Lorsque l’on visite des laboratoires en France, en Allemagne, au Japon, en Italie, on constate que la vie du laboratoire se passe majoritairement dans la langue locale. C’est le cas aussi au Québec et au Canada.

Plusieurs autres pays pratiquent la science et l’enseigne en français. Et, les scientifiques issus de la francophonie contribuent à la diversité de la communauté scientifique à l’échelle globale.

D’où l’importance que leurs travaux soient largement accessibles à la communauté internationale et c’est ce que la science ouverte permet d’accomplir : Rendre accessible rapidement les résultats de la recherche au plus grand nombre d’individus et de groupes à défaut de quoi certains, mais pas d’autres, auront accès aux découvertes et avancées scientifiques.

Diffuser le savoir implique aussi un dialogue entre science et société.

Ce dialogue doit s’appuyer sur des études crédibles, sanctionnées par les pairs, et auxquelles la population a accès.

Au cours des deux dernières années, on a pu voir à quel point le grand public a un appétit pour ce dialogue avec les experts, afin de comprendre la science qui sous-tend les décisions publiques.
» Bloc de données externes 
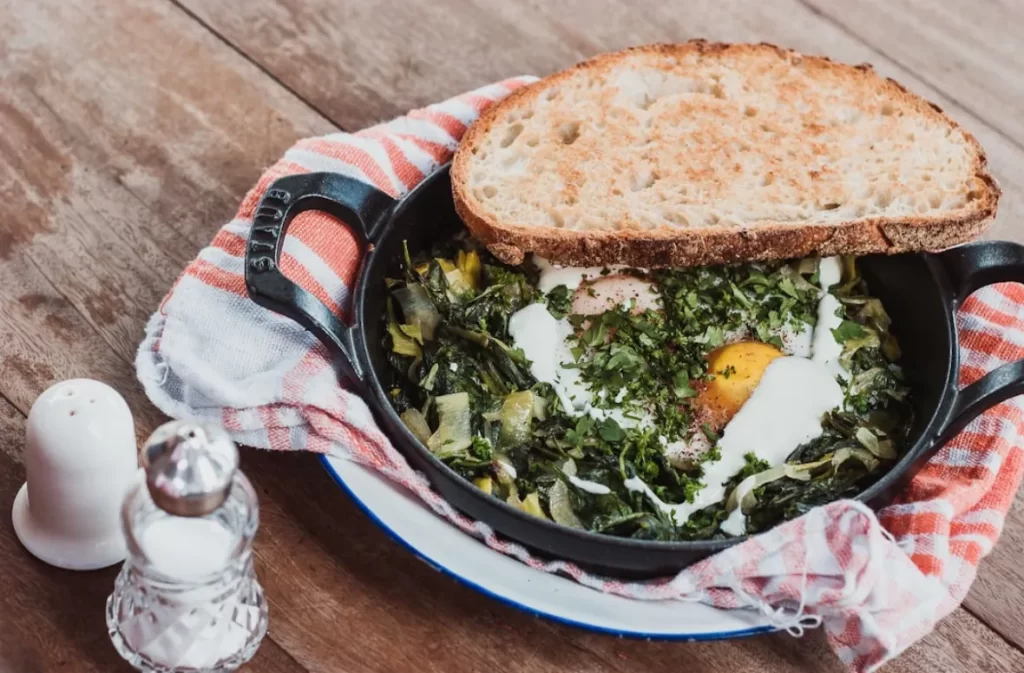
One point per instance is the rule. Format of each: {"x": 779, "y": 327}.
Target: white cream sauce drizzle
{"x": 589, "y": 487}
{"x": 825, "y": 350}
{"x": 542, "y": 339}
{"x": 783, "y": 412}
{"x": 571, "y": 277}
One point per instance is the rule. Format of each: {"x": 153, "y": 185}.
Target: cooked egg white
{"x": 772, "y": 405}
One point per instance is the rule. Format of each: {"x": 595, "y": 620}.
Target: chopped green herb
{"x": 462, "y": 386}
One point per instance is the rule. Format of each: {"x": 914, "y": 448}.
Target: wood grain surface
{"x": 130, "y": 129}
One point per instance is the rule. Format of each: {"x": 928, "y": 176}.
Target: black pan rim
{"x": 406, "y": 440}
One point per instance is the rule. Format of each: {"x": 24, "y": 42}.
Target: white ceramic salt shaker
{"x": 81, "y": 459}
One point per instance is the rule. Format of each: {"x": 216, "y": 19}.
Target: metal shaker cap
{"x": 189, "y": 467}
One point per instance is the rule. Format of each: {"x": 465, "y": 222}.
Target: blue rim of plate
{"x": 689, "y": 637}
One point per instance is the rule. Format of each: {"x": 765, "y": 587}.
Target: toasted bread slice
{"x": 698, "y": 154}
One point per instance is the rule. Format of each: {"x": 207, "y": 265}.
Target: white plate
{"x": 452, "y": 551}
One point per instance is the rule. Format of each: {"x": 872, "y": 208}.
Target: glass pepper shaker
{"x": 187, "y": 599}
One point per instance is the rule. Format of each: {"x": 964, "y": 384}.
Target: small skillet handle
{"x": 970, "y": 267}
{"x": 363, "y": 207}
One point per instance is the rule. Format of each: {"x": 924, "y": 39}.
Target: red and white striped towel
{"x": 877, "y": 583}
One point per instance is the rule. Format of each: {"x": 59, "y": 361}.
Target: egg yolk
{"x": 736, "y": 369}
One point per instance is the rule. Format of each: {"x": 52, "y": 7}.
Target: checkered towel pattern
{"x": 877, "y": 583}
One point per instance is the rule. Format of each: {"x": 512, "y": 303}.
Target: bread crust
{"x": 711, "y": 245}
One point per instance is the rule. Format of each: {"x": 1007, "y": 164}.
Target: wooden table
{"x": 130, "y": 129}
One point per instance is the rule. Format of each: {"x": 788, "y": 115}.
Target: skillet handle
{"x": 364, "y": 208}
{"x": 970, "y": 267}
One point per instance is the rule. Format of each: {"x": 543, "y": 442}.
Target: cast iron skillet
{"x": 920, "y": 291}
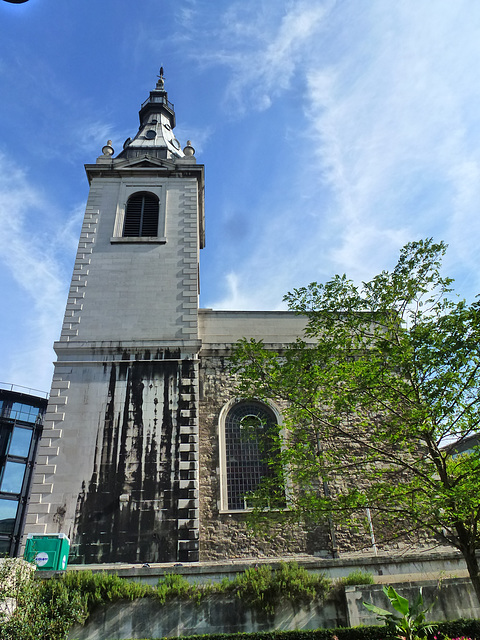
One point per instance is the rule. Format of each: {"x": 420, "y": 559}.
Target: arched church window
{"x": 249, "y": 430}
{"x": 141, "y": 215}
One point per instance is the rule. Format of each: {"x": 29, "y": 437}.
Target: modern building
{"x": 21, "y": 415}
{"x": 142, "y": 457}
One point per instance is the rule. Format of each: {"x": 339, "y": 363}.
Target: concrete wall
{"x": 453, "y": 598}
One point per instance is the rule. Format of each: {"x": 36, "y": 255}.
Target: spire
{"x": 155, "y": 135}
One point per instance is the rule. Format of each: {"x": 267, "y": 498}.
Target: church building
{"x": 142, "y": 457}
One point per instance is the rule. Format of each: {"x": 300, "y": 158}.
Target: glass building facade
{"x": 21, "y": 417}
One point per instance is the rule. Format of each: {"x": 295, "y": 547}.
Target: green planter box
{"x": 49, "y": 551}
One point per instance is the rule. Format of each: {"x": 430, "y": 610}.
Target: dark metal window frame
{"x": 7, "y": 425}
{"x": 141, "y": 215}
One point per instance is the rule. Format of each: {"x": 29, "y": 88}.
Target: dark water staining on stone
{"x": 127, "y": 512}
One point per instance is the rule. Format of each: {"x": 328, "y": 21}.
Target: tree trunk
{"x": 473, "y": 570}
{"x": 470, "y": 557}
Pour pouvoir répondre à ce besoin il faut des scientifiques francophones qui puissent parler au public, des médias qui traitent de la perspective scientifique en français et qui peuvent se référer à des données probantes et des publications accessibles.

Se donner les moyens d’obtenir du succès avec la science ouverte demande de bien comprendre les réalités disciplinaires ainsi que leur mode et dynamique de diffusion.

Ça demande aussi de réfléchir si le système actuel d’édition scientifique répond adéquatement au bouleversement du numérique, à l’importance croissante des banques de données (big data) dans de nombreux domaines, et à la réalité de la science au 21e siècle.

Ça demande encore de prendre acte des profonds bouleversements dans plusieurs secteurs et industries créatives où le model d’affaire a connu toute une transformation. On peut penser a l’édition ( livres, quotidiens, revues), aux médias, aux arts du spectacles, a la musique et j’en passe.

Plus de financement c’est toujours utile et spécialement en période de transition, mais le financement doit appuyer une stratégie sérieuse, ambitieuse et réaliste afin d’assurer la survie voir même l’essor de l’édition scientifique de façon pérenne. C’est la raison pour laquelle mon bureau, en collaboration avec un groupe représentant les acteurs du milieu a produit, en février 2020 une feuille de route pour la science ouverte au Canada.

Se « donner les moyens » demande aussi de se pencher sur les incitatifs en place pour valoriser la publication scientifique, incluant en français, ainsi que les modes d’évaluation des chercheurs par leurs paires, leurs institutions et les agences de financement. Se « donner les moyens » c’est aussi de favoriser la biblio-diversité. C’est-à-dire d’encourager la « déconcentration » de l’édition scientifique au profit de nouveaux modèles d’édition. C’est d’ailleurs un autre des éléments mis de l’avant par la recommandation sur la science ouverte de l’UNESCO.

Cela étant dit, nous ne sommes peut-être pas au bout de nos surprises car la diffusion de la science vit une révolution.

On voit des résultats scientifiques diffusés sur les réseaux sociaux.

La pratique de « pré-publication » qui était déjà bien implantée dans des domaines comme la physique atomique et l’astronomie s’est diffusée dans beaucoup d’autres domaines, notamment dans les sciences de la vie.

La traduction automatique réalisée grâce à l’intelligence artificielle fait des progrès importants et pourrait révolutionner la notion de la langue de diffusion.

Chose certaine, il est essentiel pour la vitalité de la science québécoise et canadienne de ne pas rester en marge des développements internationaux en matière de diffusion du savoir.

Des approches diverses et inclusives de publication en libre accès sont nécessaires pour assurer notre place à l’échelle mondiale et pour appuyer le dialogue entre science et société qui sera encore plus critique dans les années à venir.

Les chercheurs et leurs institutions ont déjà été consultés et de façon très majoritaire appuient ces ambitions. Il faut maintenant passer à l’action et on a tous un rôle à jouer pour assurer le succès de la transition.

Merci d’avoir organisé cette table ronde, j’ai hâte à la discussion.